André Gide fait l’objet d’une grande admiration, autant dans les doctes milieux littéraires, que chez les lecteurs. Mais il en est des coups de foudre littéraires comme il en est des amoureux : cela ne se commande pas. En résulte, une demi-satisfaction plus encline à célébrer la beauté de la langue française déployée que la plaidoirie auto-justificatrice de cette fausse-vraie-biographie. Par chance, la lecture de Si le grain ne meure se fait en 2023 et non en 1920-21, 1924 ; 1926 ou 1936 selon les éditions ; cela change tout. Pas certaine, qu’étant donné la nature du récit, sa lecture ait été recommandée à l’époque.

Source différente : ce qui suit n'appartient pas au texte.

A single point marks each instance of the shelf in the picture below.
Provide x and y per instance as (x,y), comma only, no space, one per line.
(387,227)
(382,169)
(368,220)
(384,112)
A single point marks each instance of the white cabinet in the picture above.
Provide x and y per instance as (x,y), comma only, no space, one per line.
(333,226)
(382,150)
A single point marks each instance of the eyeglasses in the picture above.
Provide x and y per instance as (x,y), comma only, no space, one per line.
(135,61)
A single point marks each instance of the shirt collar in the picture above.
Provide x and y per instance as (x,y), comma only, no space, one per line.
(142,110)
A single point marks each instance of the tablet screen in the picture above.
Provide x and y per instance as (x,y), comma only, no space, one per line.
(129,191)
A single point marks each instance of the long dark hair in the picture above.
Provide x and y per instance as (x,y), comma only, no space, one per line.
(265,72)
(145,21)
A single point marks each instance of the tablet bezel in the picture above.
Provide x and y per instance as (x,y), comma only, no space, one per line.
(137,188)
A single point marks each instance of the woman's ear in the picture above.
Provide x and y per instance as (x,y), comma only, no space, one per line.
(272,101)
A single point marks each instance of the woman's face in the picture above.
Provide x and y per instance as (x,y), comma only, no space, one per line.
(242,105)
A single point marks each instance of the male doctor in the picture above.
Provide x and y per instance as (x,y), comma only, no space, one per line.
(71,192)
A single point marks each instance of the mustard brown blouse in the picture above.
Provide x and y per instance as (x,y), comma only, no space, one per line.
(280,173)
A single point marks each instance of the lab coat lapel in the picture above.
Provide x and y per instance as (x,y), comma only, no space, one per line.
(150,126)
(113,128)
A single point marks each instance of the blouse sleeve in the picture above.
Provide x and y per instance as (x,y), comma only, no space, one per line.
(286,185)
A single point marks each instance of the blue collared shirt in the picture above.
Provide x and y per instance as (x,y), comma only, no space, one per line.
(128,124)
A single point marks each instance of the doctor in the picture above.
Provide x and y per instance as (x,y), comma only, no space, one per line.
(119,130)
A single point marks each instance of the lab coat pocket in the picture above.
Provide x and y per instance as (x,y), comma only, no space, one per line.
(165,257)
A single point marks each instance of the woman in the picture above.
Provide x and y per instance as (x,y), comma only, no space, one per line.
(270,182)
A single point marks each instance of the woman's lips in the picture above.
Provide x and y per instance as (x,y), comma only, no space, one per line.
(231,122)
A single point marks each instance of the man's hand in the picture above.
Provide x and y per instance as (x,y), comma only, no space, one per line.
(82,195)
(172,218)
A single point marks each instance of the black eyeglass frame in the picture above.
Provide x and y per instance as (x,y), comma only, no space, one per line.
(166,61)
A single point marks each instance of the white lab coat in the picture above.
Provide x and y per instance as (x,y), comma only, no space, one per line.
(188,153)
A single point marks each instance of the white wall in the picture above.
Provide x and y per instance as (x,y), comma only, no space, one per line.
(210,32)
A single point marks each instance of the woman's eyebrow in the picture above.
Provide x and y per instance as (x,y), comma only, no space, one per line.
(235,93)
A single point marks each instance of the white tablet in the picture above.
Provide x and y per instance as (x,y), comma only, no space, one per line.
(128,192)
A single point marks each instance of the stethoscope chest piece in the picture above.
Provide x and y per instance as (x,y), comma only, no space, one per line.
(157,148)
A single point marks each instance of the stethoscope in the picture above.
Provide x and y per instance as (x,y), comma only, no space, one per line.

« Le vêtement tomba ; il rejeta au loin sa veste, et se dressa nu comme un dieu. » Au milieu de la deuxième partie du récit, après l’avoir passé au tamis de la justification, cette phrase vient en écho, en cohérence et en révélation de la mise en condition de l’incipit : « En vérité nous nous amusions autrement (…), nous avions ce que j’ai su plus tard qu’on appelait de mauvaises habitudes ». Il, c’est le très jeune Ali, jeune garçon dont la plastique fait céder les inclinations pédérastes du fondateur de la NRF. Nous sommes dans l’Algérie de 1893, dans la campagne de Sousse, l’adulte Gide libère son désir, dans sa main, en caresses sur la peau et le corps de l’enfant.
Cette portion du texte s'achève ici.